Fresh produce distributions at health centers like Charles River Community Health are part of GBFB's efforts to solve food insecurity and the health problems it causes.
Fresh produce distributions at health centers like Charles River Community Health are part of GBFB’s efforts to solve food insecurity and the health problems it causes.

Food insecurity, described as the state of being without reliable access to a sufficient quantity of nutritious food, has been linked to poor diet, lower overall health, depression, and a higher risk of developing chronic diseases like diabetes and high blood pressure.

According to a recent New York Times article, the examination of food insecurity, nutrition, and subsequent health outcomes is a new shift in food banks across the United States, and GBFB is no stranger to this new movement. The June 17 article showcases efforts by the Houston Food Bank to involve their clients in an experimental program that looks to combat diabetes with foods available at their food bank.

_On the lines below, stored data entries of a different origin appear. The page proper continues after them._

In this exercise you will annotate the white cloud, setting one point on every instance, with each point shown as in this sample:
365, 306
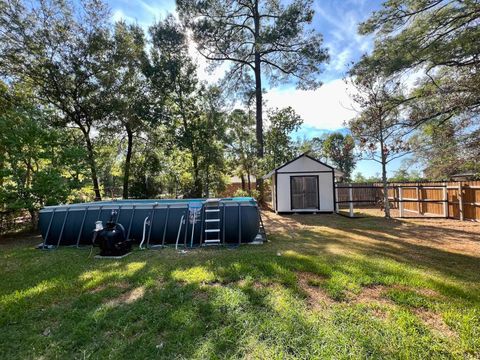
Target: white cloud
118, 15
326, 108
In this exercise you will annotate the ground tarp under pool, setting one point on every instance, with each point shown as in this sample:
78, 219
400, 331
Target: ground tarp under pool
158, 222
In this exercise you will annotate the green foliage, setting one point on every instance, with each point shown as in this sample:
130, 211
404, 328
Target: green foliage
360, 178
40, 165
60, 50
403, 175
241, 151
339, 149
436, 41
261, 39
279, 147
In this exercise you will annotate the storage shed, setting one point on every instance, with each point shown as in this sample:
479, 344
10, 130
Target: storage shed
303, 184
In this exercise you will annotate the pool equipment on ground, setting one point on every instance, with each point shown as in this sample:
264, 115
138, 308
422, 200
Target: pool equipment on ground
111, 239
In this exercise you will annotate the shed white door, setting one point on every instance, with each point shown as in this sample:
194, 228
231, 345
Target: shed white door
304, 192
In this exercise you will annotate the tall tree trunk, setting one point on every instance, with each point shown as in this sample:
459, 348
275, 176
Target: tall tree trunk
258, 99
386, 204
128, 158
197, 185
91, 162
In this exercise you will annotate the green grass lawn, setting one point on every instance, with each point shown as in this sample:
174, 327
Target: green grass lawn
325, 286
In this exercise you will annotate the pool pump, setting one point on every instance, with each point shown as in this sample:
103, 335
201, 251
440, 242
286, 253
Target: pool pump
111, 239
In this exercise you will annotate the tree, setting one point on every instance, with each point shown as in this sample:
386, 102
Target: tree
40, 164
59, 49
126, 91
241, 145
338, 148
193, 112
266, 38
379, 126
445, 148
279, 147
312, 146
437, 39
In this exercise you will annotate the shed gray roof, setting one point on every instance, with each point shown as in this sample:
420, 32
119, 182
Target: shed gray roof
336, 172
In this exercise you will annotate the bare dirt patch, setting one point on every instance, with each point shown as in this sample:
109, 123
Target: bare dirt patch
373, 294
317, 297
128, 297
435, 322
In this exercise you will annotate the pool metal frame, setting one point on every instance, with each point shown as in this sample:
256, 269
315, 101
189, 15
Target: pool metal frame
134, 206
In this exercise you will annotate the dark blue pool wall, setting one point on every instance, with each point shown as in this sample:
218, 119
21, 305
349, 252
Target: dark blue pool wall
73, 224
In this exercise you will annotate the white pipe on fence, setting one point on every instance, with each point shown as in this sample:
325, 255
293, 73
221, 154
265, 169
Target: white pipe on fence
460, 200
400, 203
445, 201
350, 198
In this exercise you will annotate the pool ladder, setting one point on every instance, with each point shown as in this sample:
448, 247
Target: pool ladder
211, 222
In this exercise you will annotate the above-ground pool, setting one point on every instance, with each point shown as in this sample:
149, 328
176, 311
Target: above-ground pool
186, 222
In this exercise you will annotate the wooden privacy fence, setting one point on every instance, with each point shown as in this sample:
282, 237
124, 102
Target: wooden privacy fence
455, 200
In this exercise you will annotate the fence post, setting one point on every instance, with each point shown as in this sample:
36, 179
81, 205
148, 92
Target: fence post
400, 200
460, 200
445, 201
350, 199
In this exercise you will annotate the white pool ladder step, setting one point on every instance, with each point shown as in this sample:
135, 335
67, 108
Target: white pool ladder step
212, 222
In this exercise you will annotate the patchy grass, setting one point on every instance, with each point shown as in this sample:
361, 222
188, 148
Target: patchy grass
324, 287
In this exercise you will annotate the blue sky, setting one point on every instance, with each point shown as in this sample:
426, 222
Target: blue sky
325, 109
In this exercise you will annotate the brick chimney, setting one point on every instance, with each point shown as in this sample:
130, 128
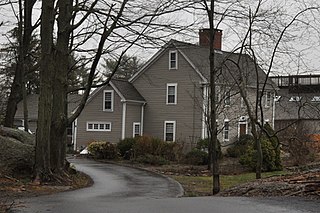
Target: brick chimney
204, 38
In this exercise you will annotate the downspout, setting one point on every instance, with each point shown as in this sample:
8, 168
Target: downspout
124, 111
204, 112
142, 119
273, 111
74, 133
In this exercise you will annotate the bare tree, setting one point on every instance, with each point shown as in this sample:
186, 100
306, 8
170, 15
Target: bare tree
255, 108
24, 35
117, 26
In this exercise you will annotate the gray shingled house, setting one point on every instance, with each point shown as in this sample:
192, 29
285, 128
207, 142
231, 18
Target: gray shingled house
298, 105
168, 98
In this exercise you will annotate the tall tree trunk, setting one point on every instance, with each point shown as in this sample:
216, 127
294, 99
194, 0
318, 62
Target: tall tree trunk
14, 98
213, 114
24, 38
59, 113
42, 165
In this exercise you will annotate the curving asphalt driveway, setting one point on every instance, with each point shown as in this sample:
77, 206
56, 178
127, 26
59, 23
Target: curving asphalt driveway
119, 189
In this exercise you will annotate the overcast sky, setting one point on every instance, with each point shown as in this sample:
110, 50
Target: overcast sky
304, 42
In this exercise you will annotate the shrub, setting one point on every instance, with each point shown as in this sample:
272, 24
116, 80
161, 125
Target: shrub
149, 146
203, 145
152, 160
103, 150
240, 146
196, 157
276, 146
268, 152
125, 147
146, 145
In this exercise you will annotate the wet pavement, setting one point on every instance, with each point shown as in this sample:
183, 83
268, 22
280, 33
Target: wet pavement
120, 189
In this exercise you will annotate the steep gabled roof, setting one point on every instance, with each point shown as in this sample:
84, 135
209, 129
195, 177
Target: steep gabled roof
198, 57
127, 90
123, 88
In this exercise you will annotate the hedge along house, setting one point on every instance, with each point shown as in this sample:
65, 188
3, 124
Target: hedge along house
175, 84
168, 98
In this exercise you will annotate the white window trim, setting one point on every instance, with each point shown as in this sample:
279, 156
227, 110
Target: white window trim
268, 103
104, 100
242, 120
315, 99
224, 139
295, 98
133, 129
98, 130
227, 96
176, 59
175, 93
242, 104
174, 130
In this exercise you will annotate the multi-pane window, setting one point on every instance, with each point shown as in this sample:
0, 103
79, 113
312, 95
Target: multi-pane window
226, 128
108, 100
227, 98
171, 93
295, 98
315, 99
268, 99
169, 130
98, 126
173, 59
136, 129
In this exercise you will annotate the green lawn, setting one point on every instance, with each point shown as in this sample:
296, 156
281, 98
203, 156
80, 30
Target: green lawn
201, 186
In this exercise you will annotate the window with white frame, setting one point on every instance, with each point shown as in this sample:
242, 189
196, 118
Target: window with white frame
108, 96
169, 130
295, 98
99, 126
227, 98
242, 104
268, 99
277, 98
226, 129
136, 129
315, 99
172, 93
173, 60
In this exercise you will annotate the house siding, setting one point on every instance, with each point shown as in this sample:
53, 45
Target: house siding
186, 113
235, 112
93, 112
133, 115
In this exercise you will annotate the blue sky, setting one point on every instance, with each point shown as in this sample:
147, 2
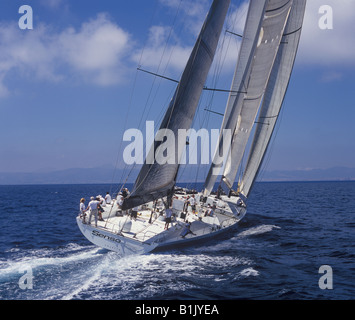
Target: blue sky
66, 86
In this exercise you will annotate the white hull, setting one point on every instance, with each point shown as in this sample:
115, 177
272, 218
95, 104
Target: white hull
127, 237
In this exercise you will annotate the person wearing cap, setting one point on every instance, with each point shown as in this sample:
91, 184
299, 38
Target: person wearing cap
82, 209
108, 198
93, 206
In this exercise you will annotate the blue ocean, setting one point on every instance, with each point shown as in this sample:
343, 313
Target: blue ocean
293, 237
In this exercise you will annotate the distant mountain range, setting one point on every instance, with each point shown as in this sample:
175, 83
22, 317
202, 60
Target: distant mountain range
108, 175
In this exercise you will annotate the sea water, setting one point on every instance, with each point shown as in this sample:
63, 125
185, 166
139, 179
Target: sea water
290, 231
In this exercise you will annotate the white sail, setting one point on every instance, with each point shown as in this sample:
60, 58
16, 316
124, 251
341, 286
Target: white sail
158, 180
274, 95
256, 73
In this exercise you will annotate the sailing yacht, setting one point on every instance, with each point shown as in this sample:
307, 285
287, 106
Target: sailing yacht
265, 62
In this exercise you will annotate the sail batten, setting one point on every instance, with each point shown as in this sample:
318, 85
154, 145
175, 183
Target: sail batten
274, 95
157, 180
252, 27
258, 53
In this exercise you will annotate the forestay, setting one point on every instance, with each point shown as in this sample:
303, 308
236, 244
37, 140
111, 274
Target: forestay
158, 180
274, 95
254, 81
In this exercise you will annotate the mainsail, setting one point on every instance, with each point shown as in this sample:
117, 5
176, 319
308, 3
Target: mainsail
158, 180
274, 95
250, 39
242, 113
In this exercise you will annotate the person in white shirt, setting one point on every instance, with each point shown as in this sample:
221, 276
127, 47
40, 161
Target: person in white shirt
168, 214
108, 198
93, 206
82, 209
193, 203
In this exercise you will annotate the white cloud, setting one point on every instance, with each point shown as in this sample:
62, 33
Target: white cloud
96, 50
159, 52
92, 54
330, 47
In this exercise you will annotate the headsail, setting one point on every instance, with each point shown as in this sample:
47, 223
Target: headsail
157, 180
254, 82
250, 40
274, 95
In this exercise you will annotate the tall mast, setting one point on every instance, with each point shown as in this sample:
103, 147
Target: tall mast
158, 180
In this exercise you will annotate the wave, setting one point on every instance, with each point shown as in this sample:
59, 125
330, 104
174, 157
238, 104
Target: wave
257, 230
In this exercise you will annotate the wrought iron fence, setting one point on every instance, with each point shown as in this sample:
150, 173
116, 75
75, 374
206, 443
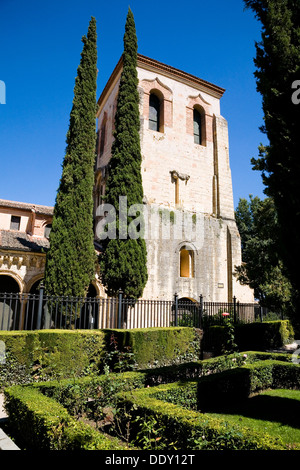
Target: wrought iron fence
41, 311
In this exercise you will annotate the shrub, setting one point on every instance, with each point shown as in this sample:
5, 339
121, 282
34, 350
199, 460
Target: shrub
175, 428
43, 424
45, 354
232, 386
156, 347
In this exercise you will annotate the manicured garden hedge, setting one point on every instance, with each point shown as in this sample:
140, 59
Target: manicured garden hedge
258, 336
44, 354
166, 407
45, 411
47, 354
41, 423
181, 429
156, 347
232, 386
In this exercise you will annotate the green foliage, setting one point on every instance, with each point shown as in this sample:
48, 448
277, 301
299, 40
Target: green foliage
156, 347
277, 68
71, 260
229, 345
42, 355
182, 429
236, 385
264, 336
262, 268
41, 423
257, 336
123, 262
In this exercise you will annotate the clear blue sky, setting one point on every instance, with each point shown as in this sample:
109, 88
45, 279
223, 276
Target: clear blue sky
40, 52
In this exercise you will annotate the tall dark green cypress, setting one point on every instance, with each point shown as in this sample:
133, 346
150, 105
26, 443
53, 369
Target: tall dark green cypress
70, 262
123, 264
277, 73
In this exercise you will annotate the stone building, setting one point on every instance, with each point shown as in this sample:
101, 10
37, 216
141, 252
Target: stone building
24, 232
194, 244
192, 239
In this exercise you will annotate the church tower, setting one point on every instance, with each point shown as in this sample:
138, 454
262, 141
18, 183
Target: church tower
192, 239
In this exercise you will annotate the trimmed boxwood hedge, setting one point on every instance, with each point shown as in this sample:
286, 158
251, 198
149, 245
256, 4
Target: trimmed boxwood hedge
44, 354
156, 347
47, 354
181, 429
238, 384
41, 423
166, 406
257, 336
43, 411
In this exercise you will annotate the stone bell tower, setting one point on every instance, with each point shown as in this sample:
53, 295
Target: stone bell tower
193, 243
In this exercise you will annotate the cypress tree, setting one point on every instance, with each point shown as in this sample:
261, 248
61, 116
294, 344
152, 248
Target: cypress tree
277, 73
70, 261
123, 263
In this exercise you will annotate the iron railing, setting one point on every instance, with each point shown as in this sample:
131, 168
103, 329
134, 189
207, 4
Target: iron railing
41, 311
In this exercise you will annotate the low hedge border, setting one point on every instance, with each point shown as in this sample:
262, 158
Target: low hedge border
69, 391
240, 383
167, 405
35, 412
175, 428
43, 424
257, 336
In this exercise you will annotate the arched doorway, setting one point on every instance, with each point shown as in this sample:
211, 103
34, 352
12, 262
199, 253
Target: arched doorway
32, 305
10, 303
90, 310
188, 312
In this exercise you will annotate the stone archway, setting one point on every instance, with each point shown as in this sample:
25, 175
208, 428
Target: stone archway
188, 312
10, 303
89, 313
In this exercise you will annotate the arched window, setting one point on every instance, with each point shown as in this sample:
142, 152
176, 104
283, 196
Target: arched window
47, 230
197, 127
102, 135
186, 262
154, 112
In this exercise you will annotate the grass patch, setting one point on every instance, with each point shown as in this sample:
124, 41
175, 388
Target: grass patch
276, 412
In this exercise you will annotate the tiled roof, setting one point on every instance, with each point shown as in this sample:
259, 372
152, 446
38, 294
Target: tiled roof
39, 209
20, 241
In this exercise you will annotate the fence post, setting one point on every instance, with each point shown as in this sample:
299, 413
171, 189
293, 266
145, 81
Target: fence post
176, 308
39, 317
120, 308
234, 309
201, 312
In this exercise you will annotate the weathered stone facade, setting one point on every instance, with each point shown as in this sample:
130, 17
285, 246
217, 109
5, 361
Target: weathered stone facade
24, 230
181, 177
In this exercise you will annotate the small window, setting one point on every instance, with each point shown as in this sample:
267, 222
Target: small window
47, 230
186, 263
15, 222
197, 127
154, 112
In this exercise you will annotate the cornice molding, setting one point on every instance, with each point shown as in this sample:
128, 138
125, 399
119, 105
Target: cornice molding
164, 69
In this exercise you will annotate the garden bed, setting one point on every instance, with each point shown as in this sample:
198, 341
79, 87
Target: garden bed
131, 406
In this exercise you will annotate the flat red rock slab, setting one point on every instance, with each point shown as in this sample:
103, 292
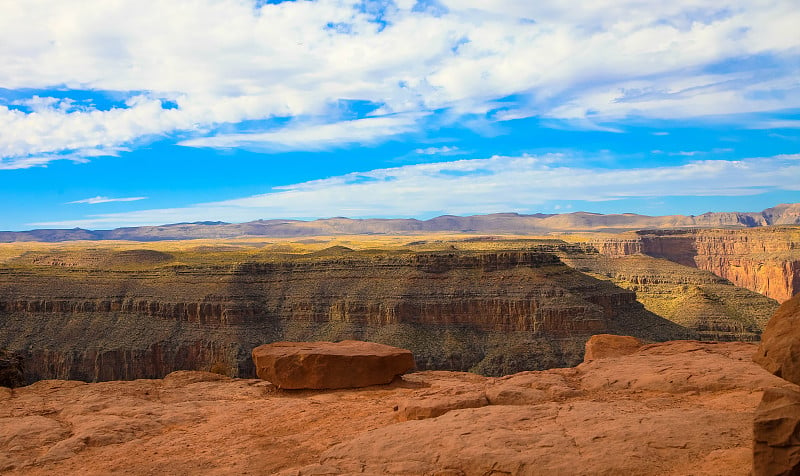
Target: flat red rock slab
326, 365
604, 346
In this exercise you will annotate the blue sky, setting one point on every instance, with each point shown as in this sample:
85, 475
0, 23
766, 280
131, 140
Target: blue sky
149, 112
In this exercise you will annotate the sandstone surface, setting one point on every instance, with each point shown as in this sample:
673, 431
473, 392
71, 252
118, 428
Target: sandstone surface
776, 433
603, 346
325, 365
673, 408
779, 350
707, 304
764, 260
72, 315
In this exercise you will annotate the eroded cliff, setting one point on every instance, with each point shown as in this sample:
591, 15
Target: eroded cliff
764, 260
101, 316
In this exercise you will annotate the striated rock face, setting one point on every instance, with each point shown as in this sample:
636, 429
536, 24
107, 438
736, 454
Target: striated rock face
11, 374
674, 408
495, 312
697, 299
765, 260
321, 365
779, 350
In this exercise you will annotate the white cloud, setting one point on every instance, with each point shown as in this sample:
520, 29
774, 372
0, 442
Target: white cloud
444, 150
227, 61
496, 184
315, 136
100, 199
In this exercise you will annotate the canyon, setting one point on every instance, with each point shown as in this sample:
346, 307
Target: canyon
492, 312
494, 305
764, 260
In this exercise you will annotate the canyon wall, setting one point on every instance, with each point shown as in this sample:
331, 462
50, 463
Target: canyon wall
492, 312
764, 260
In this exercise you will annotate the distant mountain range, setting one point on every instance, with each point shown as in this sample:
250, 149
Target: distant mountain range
784, 214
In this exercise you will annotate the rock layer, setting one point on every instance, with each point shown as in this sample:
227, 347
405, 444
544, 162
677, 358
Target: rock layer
495, 312
324, 365
764, 260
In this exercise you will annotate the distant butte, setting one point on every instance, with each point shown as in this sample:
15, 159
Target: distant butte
539, 223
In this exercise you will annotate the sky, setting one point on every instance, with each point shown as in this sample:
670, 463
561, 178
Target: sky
126, 113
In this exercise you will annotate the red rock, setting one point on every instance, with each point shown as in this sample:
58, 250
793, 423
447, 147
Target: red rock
604, 346
779, 351
437, 405
776, 433
327, 365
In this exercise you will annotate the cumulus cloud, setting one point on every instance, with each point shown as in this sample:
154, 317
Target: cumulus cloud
221, 62
100, 199
496, 184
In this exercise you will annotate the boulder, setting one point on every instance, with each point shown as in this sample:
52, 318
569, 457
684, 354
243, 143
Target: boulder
776, 433
603, 346
437, 405
328, 365
779, 351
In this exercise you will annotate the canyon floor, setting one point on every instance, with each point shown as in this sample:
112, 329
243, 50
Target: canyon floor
680, 408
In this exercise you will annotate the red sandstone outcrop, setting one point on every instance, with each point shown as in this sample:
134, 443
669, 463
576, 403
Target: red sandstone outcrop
674, 408
779, 350
776, 429
764, 260
326, 365
603, 346
493, 311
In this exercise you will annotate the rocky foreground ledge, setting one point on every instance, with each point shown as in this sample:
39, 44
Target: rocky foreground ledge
681, 407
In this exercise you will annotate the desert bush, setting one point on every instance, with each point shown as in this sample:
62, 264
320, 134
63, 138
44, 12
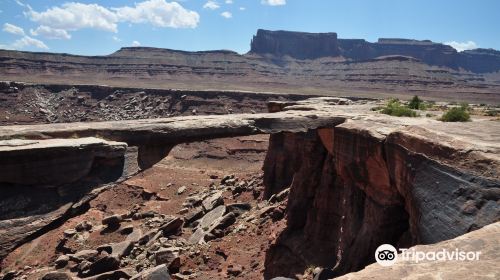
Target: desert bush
491, 113
394, 108
457, 114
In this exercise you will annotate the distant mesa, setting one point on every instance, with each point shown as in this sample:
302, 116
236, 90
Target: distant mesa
301, 45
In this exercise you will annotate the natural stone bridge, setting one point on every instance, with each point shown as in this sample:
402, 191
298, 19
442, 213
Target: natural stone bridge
409, 180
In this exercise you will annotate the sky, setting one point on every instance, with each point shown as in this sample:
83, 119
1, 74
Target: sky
93, 27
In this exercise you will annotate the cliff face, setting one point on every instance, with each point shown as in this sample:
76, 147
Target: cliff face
365, 183
299, 45
315, 45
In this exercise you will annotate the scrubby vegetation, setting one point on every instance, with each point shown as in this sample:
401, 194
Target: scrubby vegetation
457, 114
416, 103
395, 108
492, 113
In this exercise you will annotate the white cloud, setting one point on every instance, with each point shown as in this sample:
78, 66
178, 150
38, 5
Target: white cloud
462, 46
159, 13
13, 29
226, 14
74, 16
274, 2
50, 33
212, 5
25, 41
21, 3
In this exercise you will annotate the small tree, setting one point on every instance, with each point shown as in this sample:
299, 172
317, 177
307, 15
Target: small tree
416, 103
457, 114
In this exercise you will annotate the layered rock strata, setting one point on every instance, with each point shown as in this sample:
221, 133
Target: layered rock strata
374, 180
50, 172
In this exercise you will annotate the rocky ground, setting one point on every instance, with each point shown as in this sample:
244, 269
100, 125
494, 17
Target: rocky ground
203, 212
198, 214
28, 104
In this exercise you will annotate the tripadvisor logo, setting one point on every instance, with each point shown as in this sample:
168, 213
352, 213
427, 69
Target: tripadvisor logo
387, 255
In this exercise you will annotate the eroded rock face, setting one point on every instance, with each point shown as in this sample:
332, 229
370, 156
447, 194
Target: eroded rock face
299, 45
41, 180
370, 181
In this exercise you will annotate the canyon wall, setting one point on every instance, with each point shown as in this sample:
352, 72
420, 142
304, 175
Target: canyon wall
365, 183
299, 45
315, 45
280, 61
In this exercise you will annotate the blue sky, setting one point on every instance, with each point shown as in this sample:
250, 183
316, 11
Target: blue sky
93, 27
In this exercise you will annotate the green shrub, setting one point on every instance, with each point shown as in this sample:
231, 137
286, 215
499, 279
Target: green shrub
394, 108
457, 114
491, 113
415, 103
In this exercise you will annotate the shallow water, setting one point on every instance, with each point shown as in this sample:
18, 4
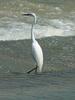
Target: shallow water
55, 29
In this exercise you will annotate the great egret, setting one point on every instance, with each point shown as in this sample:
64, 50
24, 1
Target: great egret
36, 49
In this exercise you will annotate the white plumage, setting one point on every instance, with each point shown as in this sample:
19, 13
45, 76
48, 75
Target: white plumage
36, 48
37, 54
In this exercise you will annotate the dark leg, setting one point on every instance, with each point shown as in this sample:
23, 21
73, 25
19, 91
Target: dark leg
36, 69
33, 70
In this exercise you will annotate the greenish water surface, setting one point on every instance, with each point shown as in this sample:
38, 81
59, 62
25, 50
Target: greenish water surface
55, 30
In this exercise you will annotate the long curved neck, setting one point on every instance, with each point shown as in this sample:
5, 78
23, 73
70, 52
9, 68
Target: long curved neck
32, 33
34, 22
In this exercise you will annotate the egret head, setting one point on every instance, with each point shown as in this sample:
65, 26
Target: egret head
31, 14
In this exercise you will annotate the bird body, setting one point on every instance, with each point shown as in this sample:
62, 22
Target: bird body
37, 55
36, 48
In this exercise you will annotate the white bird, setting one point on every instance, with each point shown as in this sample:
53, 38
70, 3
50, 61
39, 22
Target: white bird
36, 48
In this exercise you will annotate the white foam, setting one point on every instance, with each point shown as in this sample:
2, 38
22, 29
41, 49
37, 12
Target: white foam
19, 30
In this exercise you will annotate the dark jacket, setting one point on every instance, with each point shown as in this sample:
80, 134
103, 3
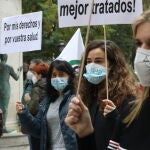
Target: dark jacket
137, 135
37, 126
103, 128
27, 89
39, 91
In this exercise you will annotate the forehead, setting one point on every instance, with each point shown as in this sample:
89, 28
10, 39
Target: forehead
97, 52
143, 31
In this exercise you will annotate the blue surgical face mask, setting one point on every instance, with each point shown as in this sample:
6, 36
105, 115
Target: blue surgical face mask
59, 84
95, 73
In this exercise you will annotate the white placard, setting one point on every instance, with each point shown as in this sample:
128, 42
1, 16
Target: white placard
21, 33
77, 12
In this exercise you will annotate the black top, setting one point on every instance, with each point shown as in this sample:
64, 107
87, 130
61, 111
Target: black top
103, 127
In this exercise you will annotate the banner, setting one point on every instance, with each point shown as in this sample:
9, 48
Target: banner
21, 33
77, 12
73, 51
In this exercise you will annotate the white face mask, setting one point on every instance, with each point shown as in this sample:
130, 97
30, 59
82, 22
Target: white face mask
142, 66
29, 75
34, 79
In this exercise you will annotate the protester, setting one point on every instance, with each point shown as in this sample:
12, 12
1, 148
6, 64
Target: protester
28, 82
121, 88
6, 71
39, 89
132, 130
48, 124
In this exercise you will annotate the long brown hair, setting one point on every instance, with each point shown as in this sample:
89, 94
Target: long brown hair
121, 83
144, 17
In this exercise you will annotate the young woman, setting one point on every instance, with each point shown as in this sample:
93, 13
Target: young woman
48, 124
121, 88
39, 89
132, 131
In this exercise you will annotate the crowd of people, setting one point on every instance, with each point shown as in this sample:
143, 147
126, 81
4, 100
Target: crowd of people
110, 112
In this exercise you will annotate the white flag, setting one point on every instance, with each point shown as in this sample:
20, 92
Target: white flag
73, 51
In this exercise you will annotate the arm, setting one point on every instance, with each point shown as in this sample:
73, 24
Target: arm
30, 123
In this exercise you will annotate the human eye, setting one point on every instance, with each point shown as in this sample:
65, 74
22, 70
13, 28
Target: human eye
61, 74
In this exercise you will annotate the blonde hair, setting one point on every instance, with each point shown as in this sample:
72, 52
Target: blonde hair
144, 17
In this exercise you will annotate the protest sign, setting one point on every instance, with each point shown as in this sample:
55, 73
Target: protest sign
21, 33
73, 51
77, 12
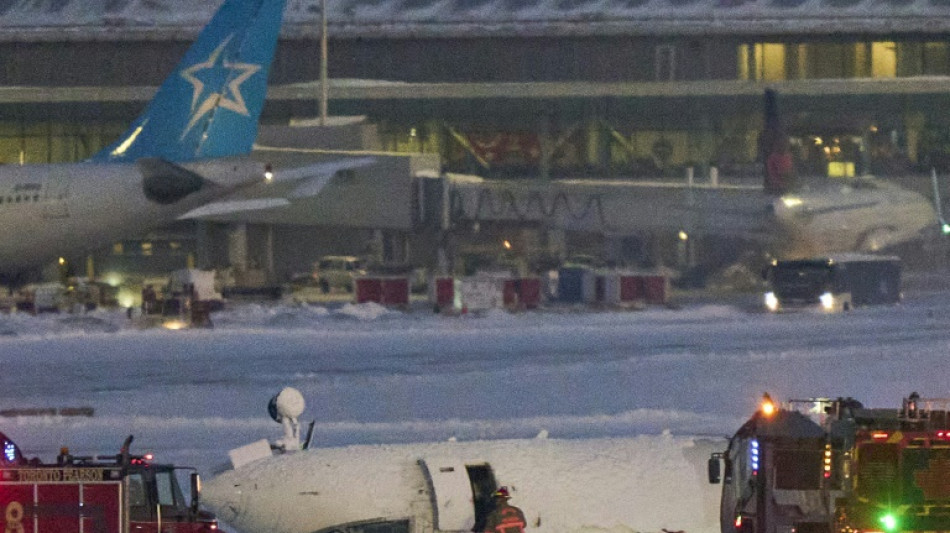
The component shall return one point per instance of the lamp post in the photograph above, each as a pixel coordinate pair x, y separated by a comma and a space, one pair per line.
324, 89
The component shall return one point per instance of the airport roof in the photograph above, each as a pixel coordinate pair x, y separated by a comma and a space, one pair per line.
55, 20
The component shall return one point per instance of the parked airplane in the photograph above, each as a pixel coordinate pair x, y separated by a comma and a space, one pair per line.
563, 486
787, 217
190, 145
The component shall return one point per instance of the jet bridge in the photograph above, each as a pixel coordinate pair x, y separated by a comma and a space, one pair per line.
612, 207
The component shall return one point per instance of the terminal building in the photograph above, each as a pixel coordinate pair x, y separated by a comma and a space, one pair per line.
508, 90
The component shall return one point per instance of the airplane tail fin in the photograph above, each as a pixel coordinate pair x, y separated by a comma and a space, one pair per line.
210, 104
774, 148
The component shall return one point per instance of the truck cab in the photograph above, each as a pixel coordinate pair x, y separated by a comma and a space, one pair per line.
118, 493
774, 481
157, 503
823, 466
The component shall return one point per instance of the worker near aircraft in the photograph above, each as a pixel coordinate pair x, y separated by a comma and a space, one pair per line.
505, 518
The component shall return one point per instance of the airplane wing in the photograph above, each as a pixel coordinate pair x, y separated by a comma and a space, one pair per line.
229, 207
287, 183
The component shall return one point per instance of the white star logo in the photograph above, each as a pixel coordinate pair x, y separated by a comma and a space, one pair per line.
217, 74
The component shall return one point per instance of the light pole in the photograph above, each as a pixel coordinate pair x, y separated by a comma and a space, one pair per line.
324, 89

The author of this article, Catherine Saint Louis, points out that “many who depend on food pantries are not underfed, but are obese and diabetic,” a statistic backed up by Feeding America.  In 2014, the Feeding America ‘Hunger in America’ study revealed that 33% of households utilizing food pantries had a member with diabetes and 58% had a household member with high blood pressure. In this pilot program, volunteer researchers make themselves available at pantries served by the Houston Food Bank and offer to check blood sugar levels, while giving clients the option to enroll in a six-month program to lower blood sugar levels if they are high.

Saint Louis writes, “In a pilot study of nearly 700 food pantry visitors in Texas, California and Ohio published in Health Affairs last November, participants with the worst blood sugar readings managed modest improvements in a relatively short time.”

GBFB Director of Public Health and Research Dr. Kathryn Brodowski wants to get to the root causes of poor health, which often include food insecurity.
GBFB Director of Public Health and Research Dr. Kathryn Brodowski wants to get to the root causes of poor health, which often include food insecurity.

With rising rates of chronic disease, GBFB’s new Director of Public Health and Research, Dr. Kathryn Brodowski, agrees now is the time to start thinking about innovative ways to solve root problems.

“Lack of access to healthy food, especially produce, is an obstacle to achieving good health for many low-income families” says Brodowski. “At GBFB, we believe in the power of linking the clinical systems to the community resources. We are encouraging providers to screen their patients for food insecurity using a 2 question survey called the Hunger Vital SignTM, which was developed by Children’s HealthWatch.”

With our new Public Health initiatives, GBFB is dedicated to programs aimed at sustaining food security to improve public health outcomes. Through compassion and action, together we can end hunger to create a hunger-free Eastern Massachusetts.